As JJIE reported in October, the Department sent a 10-page letter warning schools to comply with federal rules to prevent bullying and harassment. It also said student bullying may violate anti-discrimination laws.
The letter sent to schools nationwide said: “When…harassment is based on race, color, national origin, sex, or disability, it violates the civil rights laws that [the Office for Civil Rights] enforces.”
NSBA sent a letter Tuesday to Charlie Rose, General Counsel for the Department of Education, urging the Department to clarify it’s definition of bullying and harassment as a civil rights violation.
“…Our fear is that absent clarification, the Department’s expansive reading of the law as stated in the [letter] will invite misguided litigation that needlessly drains precious school resources and creates adversarial climates that distract schools from their educational mission,” NSBA’s letter says.
In Georgia, new bullying polices must be in place by next school year.
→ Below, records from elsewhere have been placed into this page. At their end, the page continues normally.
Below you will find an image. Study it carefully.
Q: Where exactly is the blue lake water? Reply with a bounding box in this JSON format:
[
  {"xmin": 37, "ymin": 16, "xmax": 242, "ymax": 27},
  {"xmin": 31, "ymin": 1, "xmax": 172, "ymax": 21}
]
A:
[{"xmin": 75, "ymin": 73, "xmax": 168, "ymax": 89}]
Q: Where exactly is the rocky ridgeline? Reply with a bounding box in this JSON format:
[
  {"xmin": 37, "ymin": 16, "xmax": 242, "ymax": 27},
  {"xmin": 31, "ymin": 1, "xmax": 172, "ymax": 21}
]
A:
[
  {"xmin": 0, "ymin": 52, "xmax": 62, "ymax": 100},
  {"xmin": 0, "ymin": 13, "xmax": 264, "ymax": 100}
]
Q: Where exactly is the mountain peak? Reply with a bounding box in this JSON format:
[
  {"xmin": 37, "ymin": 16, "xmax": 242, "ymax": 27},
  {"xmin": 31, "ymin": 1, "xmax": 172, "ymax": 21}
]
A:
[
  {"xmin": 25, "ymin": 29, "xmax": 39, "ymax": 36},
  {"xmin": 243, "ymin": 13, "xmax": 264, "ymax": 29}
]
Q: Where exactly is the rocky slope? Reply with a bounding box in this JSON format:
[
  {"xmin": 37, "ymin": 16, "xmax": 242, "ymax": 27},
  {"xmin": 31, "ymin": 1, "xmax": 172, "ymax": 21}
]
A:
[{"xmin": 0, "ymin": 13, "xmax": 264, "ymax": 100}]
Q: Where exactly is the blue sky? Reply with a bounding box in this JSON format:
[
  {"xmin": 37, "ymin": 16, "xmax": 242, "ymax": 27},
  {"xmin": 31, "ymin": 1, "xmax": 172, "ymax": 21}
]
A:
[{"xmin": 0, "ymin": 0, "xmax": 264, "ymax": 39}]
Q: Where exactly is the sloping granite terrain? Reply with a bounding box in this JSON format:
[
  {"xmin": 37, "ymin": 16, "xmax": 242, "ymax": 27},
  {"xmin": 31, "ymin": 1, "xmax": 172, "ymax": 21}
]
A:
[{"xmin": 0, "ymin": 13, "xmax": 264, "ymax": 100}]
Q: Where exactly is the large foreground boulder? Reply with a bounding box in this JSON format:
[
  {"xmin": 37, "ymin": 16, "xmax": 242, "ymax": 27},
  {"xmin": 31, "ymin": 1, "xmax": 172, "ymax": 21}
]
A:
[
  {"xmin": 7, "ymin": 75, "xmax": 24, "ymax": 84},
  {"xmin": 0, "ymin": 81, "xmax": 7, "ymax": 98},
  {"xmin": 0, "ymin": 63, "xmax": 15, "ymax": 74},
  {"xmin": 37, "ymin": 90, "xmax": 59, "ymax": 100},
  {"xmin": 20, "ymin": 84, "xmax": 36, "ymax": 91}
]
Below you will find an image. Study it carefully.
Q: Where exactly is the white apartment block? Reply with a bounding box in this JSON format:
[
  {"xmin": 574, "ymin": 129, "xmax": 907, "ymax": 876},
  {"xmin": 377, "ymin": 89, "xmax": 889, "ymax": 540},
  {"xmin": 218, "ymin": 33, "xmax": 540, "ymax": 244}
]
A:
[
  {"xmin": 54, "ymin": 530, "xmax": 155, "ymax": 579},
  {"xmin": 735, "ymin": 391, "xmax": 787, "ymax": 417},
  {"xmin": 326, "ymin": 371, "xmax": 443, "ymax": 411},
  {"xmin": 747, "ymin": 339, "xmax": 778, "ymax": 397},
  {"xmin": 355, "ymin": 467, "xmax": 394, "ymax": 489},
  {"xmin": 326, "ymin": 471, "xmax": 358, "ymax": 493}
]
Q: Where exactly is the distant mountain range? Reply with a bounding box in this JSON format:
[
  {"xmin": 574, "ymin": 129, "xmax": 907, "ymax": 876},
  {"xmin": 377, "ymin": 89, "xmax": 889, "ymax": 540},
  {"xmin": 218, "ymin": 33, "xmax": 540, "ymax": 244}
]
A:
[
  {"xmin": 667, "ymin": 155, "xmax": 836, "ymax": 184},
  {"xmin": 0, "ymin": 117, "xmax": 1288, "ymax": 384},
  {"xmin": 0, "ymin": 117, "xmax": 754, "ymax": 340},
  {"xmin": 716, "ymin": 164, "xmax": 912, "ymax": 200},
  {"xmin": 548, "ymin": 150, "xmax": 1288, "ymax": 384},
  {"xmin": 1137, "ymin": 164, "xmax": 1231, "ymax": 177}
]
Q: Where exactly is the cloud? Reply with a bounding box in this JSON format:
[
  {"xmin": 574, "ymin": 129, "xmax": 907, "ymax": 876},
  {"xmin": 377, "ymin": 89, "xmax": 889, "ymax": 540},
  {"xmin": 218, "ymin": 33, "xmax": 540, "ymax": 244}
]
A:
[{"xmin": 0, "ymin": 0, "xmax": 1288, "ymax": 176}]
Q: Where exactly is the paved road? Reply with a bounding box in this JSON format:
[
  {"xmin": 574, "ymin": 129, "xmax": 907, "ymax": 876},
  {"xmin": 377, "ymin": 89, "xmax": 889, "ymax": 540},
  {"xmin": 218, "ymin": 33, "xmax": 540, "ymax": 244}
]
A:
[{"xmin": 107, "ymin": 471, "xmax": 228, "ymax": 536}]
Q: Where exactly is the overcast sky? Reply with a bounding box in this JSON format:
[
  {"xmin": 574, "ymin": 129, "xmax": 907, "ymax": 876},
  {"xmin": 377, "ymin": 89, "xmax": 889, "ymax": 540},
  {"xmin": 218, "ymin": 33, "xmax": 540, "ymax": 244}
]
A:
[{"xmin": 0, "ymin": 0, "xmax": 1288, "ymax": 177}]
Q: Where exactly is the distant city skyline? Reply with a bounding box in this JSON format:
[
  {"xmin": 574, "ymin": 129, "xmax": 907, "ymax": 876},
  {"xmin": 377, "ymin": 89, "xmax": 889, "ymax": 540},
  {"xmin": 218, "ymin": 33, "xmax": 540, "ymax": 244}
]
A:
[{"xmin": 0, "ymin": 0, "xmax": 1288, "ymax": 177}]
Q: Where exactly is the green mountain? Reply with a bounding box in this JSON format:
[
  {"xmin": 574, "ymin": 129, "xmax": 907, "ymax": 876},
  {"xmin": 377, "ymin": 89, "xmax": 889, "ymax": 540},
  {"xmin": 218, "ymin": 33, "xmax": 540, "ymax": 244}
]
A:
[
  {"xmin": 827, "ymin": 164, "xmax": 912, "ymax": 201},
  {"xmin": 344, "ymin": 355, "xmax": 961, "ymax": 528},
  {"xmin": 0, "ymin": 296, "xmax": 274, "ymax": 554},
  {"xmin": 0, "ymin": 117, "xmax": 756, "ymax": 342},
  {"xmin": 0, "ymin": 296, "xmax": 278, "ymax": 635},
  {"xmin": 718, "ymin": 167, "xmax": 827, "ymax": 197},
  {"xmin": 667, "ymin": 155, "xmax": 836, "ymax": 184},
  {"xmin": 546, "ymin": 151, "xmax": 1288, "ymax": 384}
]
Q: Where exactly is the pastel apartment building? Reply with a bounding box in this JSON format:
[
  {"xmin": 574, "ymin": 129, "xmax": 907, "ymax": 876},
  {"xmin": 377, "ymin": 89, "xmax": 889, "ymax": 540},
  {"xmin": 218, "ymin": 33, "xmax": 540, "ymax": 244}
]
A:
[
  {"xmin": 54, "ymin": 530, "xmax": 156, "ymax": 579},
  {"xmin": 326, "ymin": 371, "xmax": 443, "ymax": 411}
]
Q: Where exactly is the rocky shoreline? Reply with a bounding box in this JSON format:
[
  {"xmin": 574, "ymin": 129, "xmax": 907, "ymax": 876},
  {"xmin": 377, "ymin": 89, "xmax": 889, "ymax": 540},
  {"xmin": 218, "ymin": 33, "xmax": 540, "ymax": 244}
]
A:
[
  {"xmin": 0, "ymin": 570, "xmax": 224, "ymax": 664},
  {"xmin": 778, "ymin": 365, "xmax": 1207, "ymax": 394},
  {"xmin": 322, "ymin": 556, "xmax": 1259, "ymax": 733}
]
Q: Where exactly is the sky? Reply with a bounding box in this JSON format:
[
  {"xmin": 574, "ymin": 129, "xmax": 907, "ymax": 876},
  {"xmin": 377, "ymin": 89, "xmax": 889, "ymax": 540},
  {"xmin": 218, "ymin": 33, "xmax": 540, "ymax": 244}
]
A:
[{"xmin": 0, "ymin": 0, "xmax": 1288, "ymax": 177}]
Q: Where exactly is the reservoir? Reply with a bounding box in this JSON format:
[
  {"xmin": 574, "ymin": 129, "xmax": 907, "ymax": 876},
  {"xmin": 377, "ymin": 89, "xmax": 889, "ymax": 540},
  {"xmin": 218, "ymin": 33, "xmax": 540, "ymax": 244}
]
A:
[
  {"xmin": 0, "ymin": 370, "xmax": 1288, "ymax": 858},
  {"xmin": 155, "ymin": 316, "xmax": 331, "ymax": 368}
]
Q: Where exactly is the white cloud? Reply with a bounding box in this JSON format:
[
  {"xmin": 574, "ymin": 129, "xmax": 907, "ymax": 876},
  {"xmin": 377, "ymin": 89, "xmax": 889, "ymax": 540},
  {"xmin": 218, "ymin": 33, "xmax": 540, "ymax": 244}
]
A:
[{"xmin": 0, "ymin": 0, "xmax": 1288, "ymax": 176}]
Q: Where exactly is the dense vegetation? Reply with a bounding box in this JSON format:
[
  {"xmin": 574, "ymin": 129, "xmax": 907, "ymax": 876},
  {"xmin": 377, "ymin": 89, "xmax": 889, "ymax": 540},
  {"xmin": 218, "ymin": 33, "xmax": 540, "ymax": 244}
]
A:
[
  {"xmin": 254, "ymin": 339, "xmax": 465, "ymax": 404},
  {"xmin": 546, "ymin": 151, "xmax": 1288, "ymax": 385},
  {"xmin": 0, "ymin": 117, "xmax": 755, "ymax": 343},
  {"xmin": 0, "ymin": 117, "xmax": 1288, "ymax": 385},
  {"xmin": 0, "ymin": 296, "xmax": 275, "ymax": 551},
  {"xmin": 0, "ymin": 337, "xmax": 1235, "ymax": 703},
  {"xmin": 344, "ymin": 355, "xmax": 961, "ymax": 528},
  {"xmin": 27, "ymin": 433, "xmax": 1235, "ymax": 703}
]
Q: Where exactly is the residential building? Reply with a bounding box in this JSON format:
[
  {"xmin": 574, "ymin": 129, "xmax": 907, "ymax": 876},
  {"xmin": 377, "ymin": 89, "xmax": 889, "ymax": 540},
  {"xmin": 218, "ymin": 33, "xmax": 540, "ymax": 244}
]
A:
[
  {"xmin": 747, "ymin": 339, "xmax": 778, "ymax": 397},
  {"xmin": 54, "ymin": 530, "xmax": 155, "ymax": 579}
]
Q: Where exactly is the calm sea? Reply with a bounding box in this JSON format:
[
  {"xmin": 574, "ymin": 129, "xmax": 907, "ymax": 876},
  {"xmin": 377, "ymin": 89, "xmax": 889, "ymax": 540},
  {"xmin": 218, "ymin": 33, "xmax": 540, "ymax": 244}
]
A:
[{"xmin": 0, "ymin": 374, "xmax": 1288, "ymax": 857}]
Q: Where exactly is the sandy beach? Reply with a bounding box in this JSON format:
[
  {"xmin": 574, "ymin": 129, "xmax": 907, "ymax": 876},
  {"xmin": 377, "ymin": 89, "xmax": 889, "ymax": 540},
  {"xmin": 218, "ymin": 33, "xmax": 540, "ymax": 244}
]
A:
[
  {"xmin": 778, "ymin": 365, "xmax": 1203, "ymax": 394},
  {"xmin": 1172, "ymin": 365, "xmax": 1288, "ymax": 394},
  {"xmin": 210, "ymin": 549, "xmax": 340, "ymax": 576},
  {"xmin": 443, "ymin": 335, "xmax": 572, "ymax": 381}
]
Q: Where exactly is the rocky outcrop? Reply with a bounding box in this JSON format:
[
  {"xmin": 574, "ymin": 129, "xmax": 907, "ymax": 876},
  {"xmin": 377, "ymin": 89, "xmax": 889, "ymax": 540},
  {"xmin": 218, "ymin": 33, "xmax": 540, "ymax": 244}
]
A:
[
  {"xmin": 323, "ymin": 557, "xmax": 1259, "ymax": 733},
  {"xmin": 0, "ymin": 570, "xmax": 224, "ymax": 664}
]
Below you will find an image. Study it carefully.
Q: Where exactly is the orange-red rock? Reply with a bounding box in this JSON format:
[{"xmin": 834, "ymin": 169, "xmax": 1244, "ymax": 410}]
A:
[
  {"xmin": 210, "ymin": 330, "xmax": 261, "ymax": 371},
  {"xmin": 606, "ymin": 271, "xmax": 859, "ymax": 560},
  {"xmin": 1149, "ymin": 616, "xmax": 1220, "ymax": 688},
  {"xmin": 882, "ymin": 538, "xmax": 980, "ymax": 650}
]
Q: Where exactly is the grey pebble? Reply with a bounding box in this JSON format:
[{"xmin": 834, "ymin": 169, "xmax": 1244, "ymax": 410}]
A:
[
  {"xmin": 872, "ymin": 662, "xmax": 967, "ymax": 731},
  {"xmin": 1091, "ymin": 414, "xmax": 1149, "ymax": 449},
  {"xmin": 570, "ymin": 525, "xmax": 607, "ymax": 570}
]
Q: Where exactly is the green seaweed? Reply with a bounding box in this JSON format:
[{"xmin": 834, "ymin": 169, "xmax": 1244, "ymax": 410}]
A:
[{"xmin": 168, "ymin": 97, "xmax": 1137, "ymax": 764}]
Each local board of education must adopt a new bullying policy by August 1, 2011 that does the following:
- Prohibits student-to-student bullying in the code of conduct.
- Requires third time bullying offenders to be assigned to an alternative school.
- Establishes a plan to notify parents or guardians of kids who bully or are the victim of bullying.
- Ensures that students and parents are notified about the new policy.
Georgia’s Department of Education has a bullying policy posted on its website to help local school systems create their new policies.